Running a business requires a delicate balance of your time and dedication. Much of that can be thrown off when you are going through a divorce. Perhaps even worse, the stability of your business along with its assets could be on the line. 

In Colorado, marital assets are divided equitably during divorce. This means that you and your ex will have to split what you jointly own in a way that is most fair. As a business owner, one of your first steps should be determining whether your business counts as marital or separate property. 

Is my business marital property? 

You might find it helpful to first have a working understanding of what counts as marital property. Barring a few exceptions, most assets acquired during the course of a marriage are considered marital assets. However, this does not necessarily mean that your business is a marital asset. It could still be your own separate property depending on: 

  • When you started your business. 
  • How you treated your business during your marriage. 
  • If your spouse played an active role in the business’ success. 
  • If you have a pre- or post-nuptial agreement that addresses the business. 
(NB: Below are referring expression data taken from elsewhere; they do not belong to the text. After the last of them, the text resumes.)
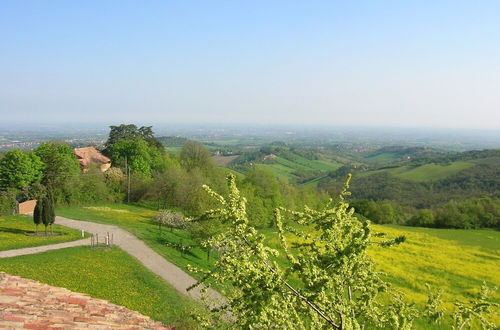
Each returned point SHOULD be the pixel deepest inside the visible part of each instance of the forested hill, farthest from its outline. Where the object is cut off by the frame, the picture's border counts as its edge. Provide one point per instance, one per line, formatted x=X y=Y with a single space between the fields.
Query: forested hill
x=394 y=184
x=456 y=190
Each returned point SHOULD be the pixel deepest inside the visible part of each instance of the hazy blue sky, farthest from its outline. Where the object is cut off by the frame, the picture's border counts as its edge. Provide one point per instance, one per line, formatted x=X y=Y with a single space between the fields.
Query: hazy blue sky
x=381 y=63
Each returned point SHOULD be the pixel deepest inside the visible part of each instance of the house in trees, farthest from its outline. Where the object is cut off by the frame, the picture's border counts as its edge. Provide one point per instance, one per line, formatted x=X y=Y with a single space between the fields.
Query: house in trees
x=89 y=156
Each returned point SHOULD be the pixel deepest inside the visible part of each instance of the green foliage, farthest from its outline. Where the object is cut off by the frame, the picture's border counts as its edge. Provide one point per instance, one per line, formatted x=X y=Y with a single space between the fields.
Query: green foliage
x=195 y=155
x=169 y=218
x=334 y=285
x=7 y=202
x=19 y=170
x=60 y=165
x=136 y=154
x=131 y=132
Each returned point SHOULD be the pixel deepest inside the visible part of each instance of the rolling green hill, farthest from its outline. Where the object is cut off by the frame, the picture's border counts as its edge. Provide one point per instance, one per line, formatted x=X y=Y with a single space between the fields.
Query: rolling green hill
x=456 y=261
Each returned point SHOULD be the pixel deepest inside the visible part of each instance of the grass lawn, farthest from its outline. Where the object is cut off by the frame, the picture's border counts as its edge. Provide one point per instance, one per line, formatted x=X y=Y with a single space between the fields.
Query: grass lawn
x=457 y=261
x=107 y=274
x=137 y=221
x=13 y=231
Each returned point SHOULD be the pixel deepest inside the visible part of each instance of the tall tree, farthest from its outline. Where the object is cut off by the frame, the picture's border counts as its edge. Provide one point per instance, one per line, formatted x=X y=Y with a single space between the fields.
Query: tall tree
x=60 y=164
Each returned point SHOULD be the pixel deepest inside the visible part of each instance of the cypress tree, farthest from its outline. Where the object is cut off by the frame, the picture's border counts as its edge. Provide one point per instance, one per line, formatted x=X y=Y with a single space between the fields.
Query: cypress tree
x=48 y=213
x=51 y=214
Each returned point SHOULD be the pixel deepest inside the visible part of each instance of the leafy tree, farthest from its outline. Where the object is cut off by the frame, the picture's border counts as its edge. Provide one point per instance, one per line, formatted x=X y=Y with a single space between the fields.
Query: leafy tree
x=38 y=213
x=328 y=281
x=60 y=164
x=19 y=170
x=337 y=285
x=48 y=211
x=44 y=211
For example, your business might still be your separate property if you started your business prior to saying “I do.” However, it could be considered marital property if after getting married your spouse then played an active role in building your business’ success. This does not necessarily mean that he or she had to work for the business. Staying home to take care of the home or your children can also be defined as contributing to the business’ success. 

Will I lose everything? 

Just because your business is considered marital property does not mean that it will crumble during your divorce. If your soon-to-be ex-spouse has little to no interest in the business, you could offer to buy him or her out. Be prepared to negotiate if this is your goal. You may also need to be willing to compromise in other areas to secure your desired business assets. 

Divorce can bring about a lot of change in life. That change does not have to affect your business’ success. Being proactive when it comes to matters like property division can help you better navigate this and other complicated assets you might encounter during property division.